Why is my job at the accounting firm so amazing? The BENEFITS of self-disclosure!

As I have mentioned, I work at Light and Associates, an accounting firm. Phil and Kathy Light, Linda, and I are currently very busy. As per previous post, I have disclosed "Asperger's Syndrome" to Phil, Kathy, and some other individuals at the office. (The office includes several companies.) I have received positive feedback from Phil and Kathy.
  • I gave Phil the thank you letter. I wanted to thank him for hiring me and the extremely thoughtful cards and "bonuses" he put inside. Later, I told him, "I hope the letter didn't embarrass you. I'm very self-conscious about how other people perceive my written and spoken words. Phil said, "It's okay if you feel more comfortable expressing your emotions in writing." I replied, "Thank you." I didn't say anything else, but these words really gave my self-confidence a boost. I really appreciate Phil's understanding and acknowledgement of my communication challenges.
  • Phil often says, "Thank you for your hard work." Again, his statements make me feel GOOD about myself. One of Phil's sons came in to the office to see him. Phil introduced me to him and said, "This is Katie." Then he told his son that I am a hard worker. Phil, thank you for your kind words.

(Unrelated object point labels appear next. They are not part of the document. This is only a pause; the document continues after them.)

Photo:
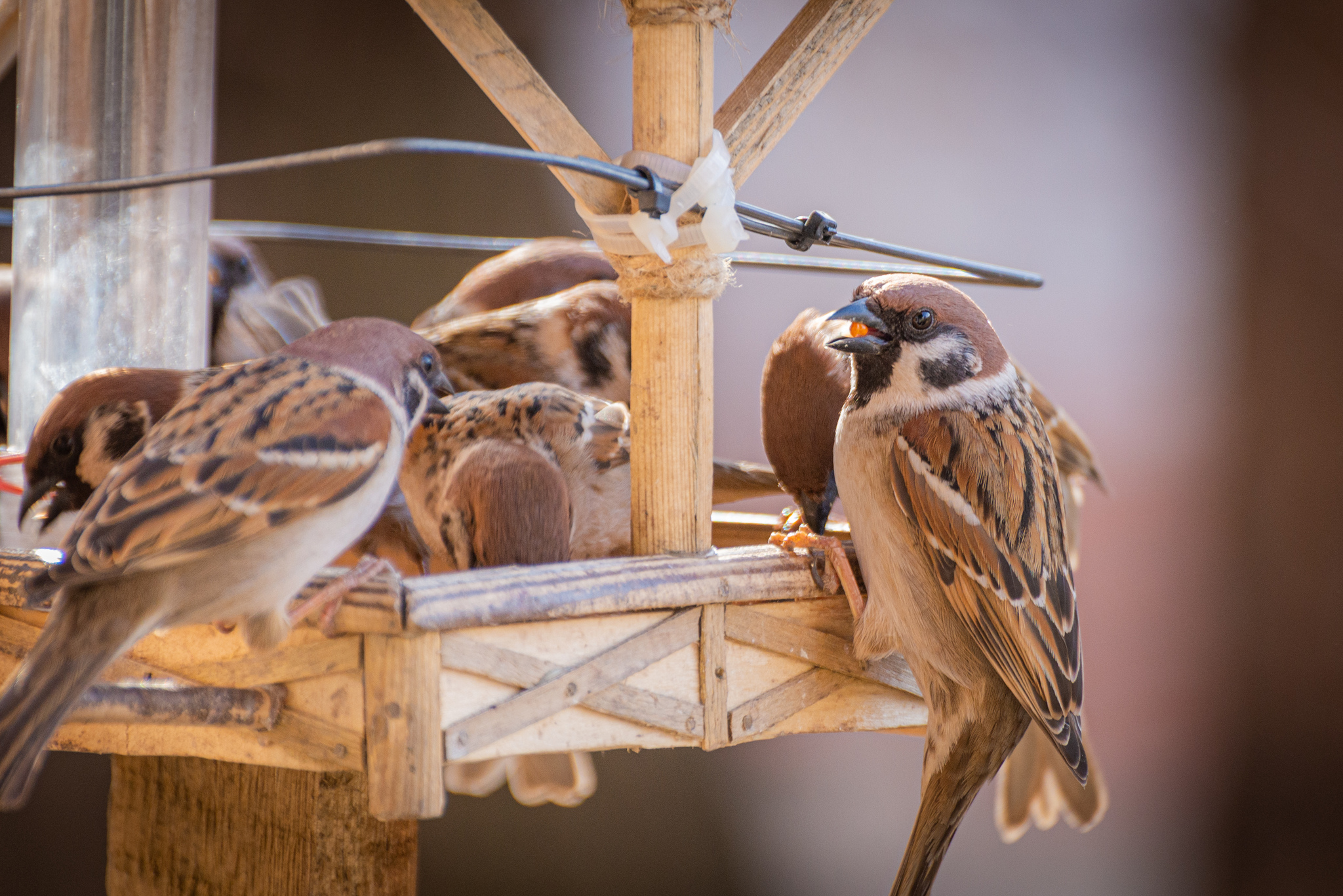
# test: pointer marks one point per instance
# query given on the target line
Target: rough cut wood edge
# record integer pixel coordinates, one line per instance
(713, 677)
(501, 595)
(182, 825)
(402, 711)
(520, 93)
(521, 671)
(575, 686)
(789, 75)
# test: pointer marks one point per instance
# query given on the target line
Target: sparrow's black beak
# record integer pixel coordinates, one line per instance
(31, 495)
(441, 386)
(870, 344)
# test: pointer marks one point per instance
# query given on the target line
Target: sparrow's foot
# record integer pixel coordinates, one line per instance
(329, 598)
(803, 537)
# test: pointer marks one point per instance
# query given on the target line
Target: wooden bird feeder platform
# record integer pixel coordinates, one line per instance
(687, 645)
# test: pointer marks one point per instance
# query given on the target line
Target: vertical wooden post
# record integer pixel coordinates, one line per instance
(402, 719)
(672, 352)
(182, 825)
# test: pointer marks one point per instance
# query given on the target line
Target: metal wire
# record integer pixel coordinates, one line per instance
(755, 220)
(273, 230)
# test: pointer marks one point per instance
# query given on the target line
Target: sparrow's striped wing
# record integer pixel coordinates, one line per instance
(985, 494)
(250, 449)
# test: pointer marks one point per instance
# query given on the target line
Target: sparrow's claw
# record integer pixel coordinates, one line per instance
(805, 539)
(329, 598)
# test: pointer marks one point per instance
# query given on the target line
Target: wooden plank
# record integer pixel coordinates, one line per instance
(402, 723)
(789, 75)
(713, 677)
(501, 595)
(817, 648)
(180, 825)
(574, 686)
(672, 321)
(765, 712)
(520, 93)
(464, 653)
(289, 664)
(156, 705)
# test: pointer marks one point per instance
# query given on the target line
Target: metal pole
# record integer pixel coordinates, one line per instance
(109, 89)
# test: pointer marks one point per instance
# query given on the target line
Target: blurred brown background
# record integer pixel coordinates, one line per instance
(1176, 171)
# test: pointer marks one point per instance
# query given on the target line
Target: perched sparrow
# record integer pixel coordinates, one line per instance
(532, 270)
(578, 339)
(94, 422)
(527, 475)
(802, 393)
(952, 490)
(250, 316)
(584, 444)
(225, 509)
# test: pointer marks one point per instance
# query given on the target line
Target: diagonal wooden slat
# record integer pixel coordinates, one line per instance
(761, 714)
(575, 686)
(494, 62)
(521, 671)
(820, 649)
(789, 77)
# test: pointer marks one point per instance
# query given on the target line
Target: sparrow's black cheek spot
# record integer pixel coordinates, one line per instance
(875, 372)
(948, 370)
(124, 435)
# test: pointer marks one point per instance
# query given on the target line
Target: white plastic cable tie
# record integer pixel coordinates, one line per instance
(707, 183)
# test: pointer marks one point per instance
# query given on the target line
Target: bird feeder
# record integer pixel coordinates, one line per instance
(230, 765)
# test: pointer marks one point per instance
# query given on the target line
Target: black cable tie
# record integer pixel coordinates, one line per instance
(656, 198)
(817, 227)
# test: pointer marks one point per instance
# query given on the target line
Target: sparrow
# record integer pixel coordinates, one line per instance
(583, 440)
(578, 339)
(250, 316)
(94, 422)
(228, 505)
(802, 393)
(953, 496)
(529, 475)
(532, 270)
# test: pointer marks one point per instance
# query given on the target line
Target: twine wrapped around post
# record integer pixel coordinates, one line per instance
(693, 273)
(713, 12)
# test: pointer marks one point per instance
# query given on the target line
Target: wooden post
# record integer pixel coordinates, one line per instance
(182, 825)
(672, 352)
(402, 715)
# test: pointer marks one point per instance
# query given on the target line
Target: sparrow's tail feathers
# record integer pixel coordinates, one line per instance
(71, 650)
(565, 779)
(972, 758)
(1037, 786)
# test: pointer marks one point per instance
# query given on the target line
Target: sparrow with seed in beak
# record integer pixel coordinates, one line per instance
(953, 495)
(531, 270)
(223, 509)
(802, 394)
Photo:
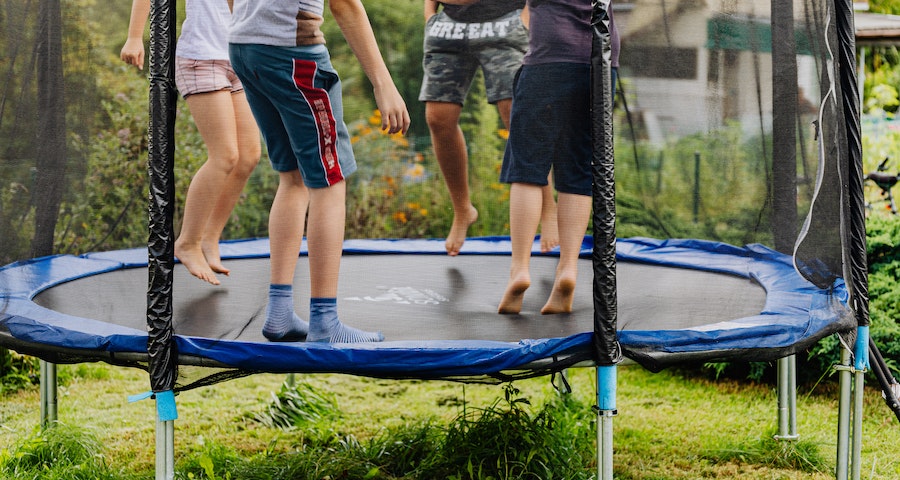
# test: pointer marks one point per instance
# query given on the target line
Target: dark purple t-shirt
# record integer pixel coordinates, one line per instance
(560, 31)
(482, 10)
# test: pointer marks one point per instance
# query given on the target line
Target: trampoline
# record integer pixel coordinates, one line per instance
(679, 300)
(742, 124)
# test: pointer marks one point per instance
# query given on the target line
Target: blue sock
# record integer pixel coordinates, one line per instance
(282, 324)
(324, 325)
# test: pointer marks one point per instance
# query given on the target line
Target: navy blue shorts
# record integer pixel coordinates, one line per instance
(551, 127)
(295, 96)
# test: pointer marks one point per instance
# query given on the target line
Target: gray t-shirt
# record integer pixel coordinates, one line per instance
(283, 23)
(482, 10)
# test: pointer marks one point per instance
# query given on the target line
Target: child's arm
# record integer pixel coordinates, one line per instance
(354, 24)
(430, 8)
(133, 50)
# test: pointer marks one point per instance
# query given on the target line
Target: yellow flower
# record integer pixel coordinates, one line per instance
(375, 119)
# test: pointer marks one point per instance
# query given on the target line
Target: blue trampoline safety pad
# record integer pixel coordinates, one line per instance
(438, 313)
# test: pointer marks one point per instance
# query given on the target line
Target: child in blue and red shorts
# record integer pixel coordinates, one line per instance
(278, 50)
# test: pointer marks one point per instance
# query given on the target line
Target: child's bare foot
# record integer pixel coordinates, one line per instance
(195, 262)
(213, 259)
(459, 230)
(549, 236)
(514, 295)
(561, 297)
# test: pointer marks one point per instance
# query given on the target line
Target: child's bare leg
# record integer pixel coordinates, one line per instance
(286, 221)
(248, 145)
(573, 215)
(213, 114)
(524, 215)
(549, 226)
(450, 150)
(325, 242)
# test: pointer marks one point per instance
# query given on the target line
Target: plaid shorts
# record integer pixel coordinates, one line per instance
(454, 51)
(203, 76)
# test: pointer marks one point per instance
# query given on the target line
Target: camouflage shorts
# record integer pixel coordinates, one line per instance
(454, 51)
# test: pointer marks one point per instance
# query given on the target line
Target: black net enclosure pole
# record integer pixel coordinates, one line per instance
(161, 256)
(605, 344)
(606, 348)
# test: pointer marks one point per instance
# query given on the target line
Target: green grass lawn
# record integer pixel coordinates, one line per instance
(670, 426)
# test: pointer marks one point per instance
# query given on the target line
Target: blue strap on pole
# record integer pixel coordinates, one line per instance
(165, 404)
(606, 387)
(861, 350)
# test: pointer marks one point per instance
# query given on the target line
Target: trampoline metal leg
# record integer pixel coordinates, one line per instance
(606, 410)
(165, 450)
(843, 433)
(49, 404)
(859, 391)
(787, 398)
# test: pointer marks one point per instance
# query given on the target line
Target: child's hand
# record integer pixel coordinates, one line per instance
(394, 115)
(133, 53)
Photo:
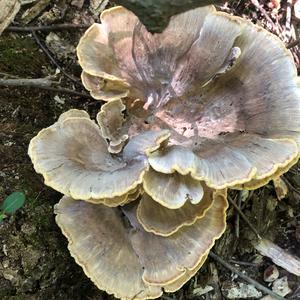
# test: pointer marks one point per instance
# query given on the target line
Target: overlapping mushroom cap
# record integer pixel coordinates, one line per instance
(127, 243)
(226, 89)
(212, 102)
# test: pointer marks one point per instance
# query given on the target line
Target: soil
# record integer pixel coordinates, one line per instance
(34, 259)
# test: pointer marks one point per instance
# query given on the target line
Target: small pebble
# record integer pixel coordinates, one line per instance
(271, 273)
(281, 286)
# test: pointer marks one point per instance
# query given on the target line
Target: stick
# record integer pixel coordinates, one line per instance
(244, 217)
(243, 276)
(39, 84)
(47, 52)
(55, 27)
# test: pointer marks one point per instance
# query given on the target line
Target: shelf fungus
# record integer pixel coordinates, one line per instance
(212, 102)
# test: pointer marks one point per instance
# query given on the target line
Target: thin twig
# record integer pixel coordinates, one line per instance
(47, 52)
(55, 27)
(245, 277)
(290, 185)
(31, 83)
(244, 217)
(237, 220)
(36, 82)
(243, 263)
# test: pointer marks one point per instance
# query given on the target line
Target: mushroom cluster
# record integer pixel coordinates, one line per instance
(211, 103)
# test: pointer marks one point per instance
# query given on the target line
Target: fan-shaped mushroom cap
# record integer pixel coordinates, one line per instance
(73, 157)
(100, 243)
(113, 253)
(226, 89)
(164, 221)
(222, 166)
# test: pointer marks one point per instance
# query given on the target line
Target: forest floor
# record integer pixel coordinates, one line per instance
(34, 260)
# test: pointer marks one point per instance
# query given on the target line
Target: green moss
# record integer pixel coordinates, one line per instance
(20, 56)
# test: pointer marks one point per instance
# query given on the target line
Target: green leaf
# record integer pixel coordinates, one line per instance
(13, 202)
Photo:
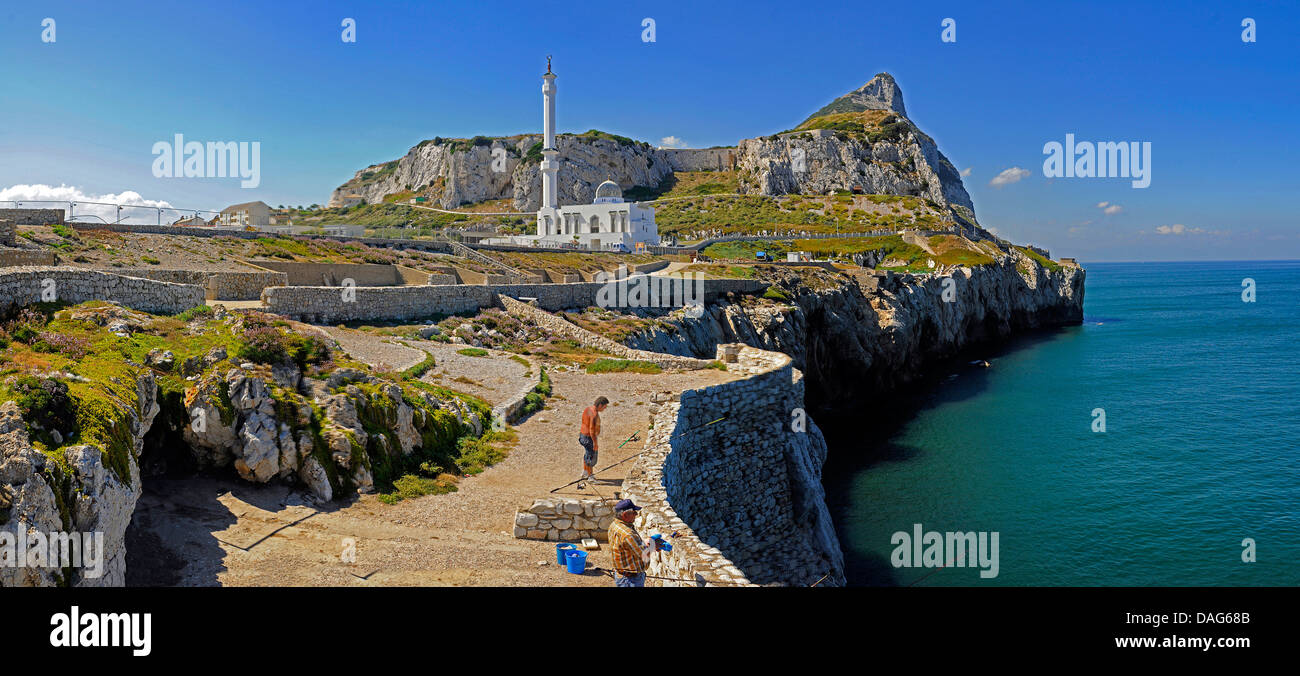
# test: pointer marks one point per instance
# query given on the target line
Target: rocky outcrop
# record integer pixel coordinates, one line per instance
(459, 172)
(853, 341)
(879, 94)
(456, 172)
(74, 492)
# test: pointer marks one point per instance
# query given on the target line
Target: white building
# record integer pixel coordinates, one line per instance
(606, 224)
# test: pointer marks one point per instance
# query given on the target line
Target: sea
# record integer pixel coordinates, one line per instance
(1157, 443)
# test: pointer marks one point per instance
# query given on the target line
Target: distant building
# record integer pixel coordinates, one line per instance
(248, 213)
(606, 224)
(190, 221)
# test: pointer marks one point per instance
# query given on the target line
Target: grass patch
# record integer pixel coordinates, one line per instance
(623, 365)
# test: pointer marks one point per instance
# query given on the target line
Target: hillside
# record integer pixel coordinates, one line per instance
(861, 142)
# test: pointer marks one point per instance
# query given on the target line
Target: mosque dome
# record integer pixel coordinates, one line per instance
(609, 191)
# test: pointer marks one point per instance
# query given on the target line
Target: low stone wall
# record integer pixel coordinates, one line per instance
(411, 276)
(24, 286)
(334, 273)
(564, 520)
(217, 285)
(742, 494)
(33, 216)
(26, 256)
(592, 339)
(324, 304)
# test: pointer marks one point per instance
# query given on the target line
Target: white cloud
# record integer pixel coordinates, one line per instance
(1179, 229)
(89, 212)
(1009, 176)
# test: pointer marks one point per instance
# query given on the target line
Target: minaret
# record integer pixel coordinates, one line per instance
(550, 196)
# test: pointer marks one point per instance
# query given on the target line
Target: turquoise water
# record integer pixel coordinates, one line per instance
(1201, 398)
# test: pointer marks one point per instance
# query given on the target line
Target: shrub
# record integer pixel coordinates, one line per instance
(46, 402)
(623, 365)
(72, 346)
(26, 326)
(264, 345)
(196, 312)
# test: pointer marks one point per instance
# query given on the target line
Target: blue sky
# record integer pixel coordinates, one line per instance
(1221, 115)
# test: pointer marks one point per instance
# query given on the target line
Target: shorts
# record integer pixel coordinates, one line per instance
(629, 580)
(588, 450)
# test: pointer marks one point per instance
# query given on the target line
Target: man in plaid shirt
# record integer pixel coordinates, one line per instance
(629, 554)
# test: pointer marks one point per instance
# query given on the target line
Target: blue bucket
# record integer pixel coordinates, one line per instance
(560, 550)
(576, 562)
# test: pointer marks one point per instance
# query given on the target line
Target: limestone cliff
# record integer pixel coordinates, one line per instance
(853, 341)
(861, 141)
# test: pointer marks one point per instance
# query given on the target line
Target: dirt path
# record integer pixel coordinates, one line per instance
(373, 350)
(220, 531)
(494, 377)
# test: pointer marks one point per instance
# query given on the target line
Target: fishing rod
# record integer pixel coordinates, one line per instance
(633, 437)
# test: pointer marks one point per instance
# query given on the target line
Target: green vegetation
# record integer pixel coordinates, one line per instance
(195, 312)
(1040, 259)
(417, 371)
(623, 365)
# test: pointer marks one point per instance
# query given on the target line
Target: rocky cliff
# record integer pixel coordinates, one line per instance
(854, 341)
(462, 172)
(74, 445)
(861, 141)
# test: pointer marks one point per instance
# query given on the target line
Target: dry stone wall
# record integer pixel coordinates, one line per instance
(564, 520)
(219, 285)
(324, 304)
(12, 258)
(24, 286)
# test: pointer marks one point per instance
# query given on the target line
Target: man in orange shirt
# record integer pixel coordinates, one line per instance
(589, 434)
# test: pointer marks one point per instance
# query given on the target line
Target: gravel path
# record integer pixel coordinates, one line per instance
(211, 531)
(373, 350)
(494, 377)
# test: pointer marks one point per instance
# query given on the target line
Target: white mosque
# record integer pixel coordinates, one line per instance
(606, 224)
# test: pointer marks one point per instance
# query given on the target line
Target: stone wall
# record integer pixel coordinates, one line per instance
(33, 216)
(564, 520)
(334, 273)
(324, 304)
(744, 493)
(586, 338)
(219, 285)
(11, 258)
(24, 286)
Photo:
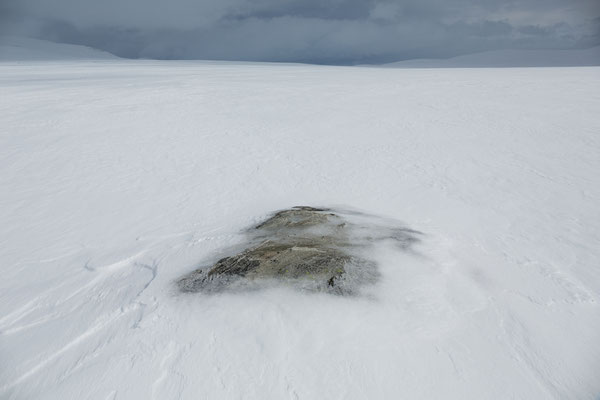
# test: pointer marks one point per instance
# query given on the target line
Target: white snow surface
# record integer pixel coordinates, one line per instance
(118, 177)
(18, 48)
(510, 58)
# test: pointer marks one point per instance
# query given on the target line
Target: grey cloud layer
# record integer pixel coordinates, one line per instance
(325, 31)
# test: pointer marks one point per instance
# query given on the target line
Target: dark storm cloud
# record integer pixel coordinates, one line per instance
(323, 31)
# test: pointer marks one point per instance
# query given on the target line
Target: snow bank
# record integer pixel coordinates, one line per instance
(13, 48)
(510, 58)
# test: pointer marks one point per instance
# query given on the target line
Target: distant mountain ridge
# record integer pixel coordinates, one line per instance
(13, 48)
(510, 58)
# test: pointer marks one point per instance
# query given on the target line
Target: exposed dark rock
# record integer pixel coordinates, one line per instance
(311, 248)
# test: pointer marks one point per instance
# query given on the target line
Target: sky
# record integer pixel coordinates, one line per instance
(312, 31)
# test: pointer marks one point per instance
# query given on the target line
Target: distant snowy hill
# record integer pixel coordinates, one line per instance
(14, 48)
(510, 58)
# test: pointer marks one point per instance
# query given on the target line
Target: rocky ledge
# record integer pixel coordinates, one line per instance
(309, 248)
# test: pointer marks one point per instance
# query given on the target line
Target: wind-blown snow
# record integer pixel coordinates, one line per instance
(119, 177)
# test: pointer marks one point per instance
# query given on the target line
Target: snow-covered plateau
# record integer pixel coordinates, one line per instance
(119, 177)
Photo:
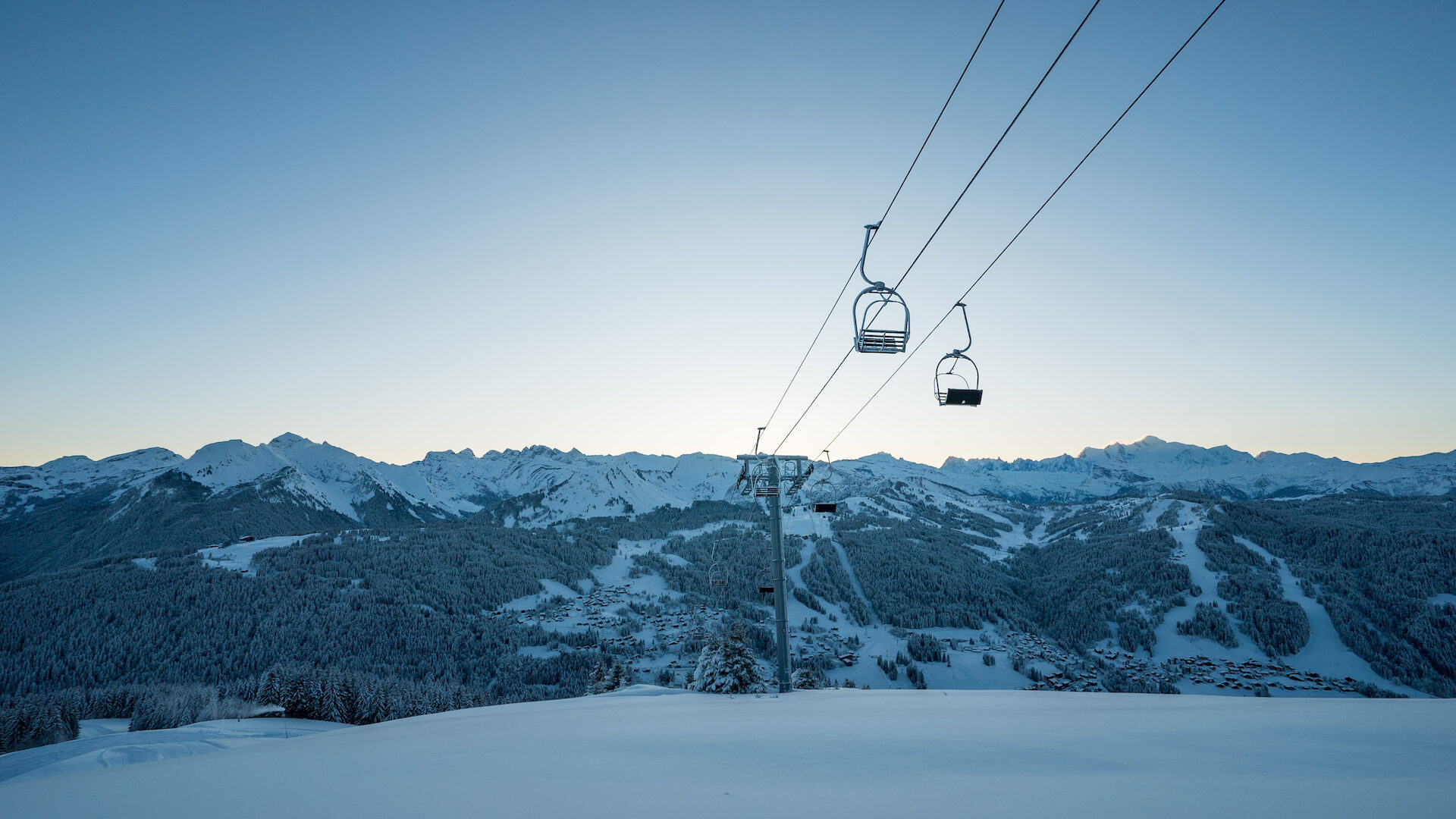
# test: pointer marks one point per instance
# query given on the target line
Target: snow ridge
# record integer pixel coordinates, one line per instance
(554, 484)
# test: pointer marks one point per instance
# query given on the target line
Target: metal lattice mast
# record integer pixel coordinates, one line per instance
(774, 477)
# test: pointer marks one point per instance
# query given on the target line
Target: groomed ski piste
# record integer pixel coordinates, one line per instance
(648, 752)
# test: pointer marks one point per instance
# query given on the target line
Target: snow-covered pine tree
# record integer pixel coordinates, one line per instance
(601, 678)
(620, 676)
(727, 665)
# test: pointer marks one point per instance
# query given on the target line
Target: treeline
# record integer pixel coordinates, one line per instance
(1376, 564)
(1256, 595)
(1209, 621)
(1101, 569)
(826, 577)
(410, 607)
(919, 576)
(306, 692)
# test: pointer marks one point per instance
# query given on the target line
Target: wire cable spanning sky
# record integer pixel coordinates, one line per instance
(455, 226)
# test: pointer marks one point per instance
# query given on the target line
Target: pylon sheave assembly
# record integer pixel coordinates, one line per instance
(823, 497)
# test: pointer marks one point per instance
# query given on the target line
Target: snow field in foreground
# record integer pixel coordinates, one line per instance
(817, 754)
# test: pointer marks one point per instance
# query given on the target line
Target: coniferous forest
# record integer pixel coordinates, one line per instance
(373, 624)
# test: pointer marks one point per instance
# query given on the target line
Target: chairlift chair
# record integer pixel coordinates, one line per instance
(946, 392)
(881, 315)
(715, 576)
(823, 497)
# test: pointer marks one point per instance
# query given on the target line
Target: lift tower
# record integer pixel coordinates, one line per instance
(774, 479)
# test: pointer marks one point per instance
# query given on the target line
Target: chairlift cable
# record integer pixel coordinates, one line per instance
(1028, 222)
(903, 180)
(1095, 3)
(1009, 126)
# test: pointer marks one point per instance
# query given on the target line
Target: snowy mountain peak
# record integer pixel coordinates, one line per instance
(291, 468)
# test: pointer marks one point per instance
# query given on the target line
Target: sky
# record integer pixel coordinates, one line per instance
(410, 228)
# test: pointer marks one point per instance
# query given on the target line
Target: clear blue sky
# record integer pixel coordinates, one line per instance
(617, 226)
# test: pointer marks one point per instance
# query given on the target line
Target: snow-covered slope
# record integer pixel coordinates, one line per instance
(816, 754)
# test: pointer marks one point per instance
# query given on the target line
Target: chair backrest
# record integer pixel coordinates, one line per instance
(881, 321)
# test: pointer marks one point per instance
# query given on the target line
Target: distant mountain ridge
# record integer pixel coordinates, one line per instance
(73, 509)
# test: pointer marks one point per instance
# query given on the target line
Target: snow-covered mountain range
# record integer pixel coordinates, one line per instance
(76, 509)
(570, 484)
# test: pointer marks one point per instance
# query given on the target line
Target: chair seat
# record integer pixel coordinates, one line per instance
(881, 341)
(963, 398)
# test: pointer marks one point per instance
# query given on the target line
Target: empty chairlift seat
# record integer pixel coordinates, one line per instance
(952, 388)
(881, 316)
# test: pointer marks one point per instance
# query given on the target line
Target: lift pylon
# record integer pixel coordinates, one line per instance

I enjoy making Phil and Kathy look good, especially to their family members and clients.
  • Phil said this due to his previous statement, but I will not post it due to confidentiality. He stated, "You know all about dealing with challenges? You've had some of your own, right?" I answered, "Yeah." I didn't make eye contact because I was uncomfortable. I was uncomfortable because I knew he was referring to "Asperger's," but he did NOT say the word "Asperger's." Phil, if you read my blog, feel free to use the word "Asperger's" if applicable.
Disclaimer: Each bullet point indicates a different occurrence.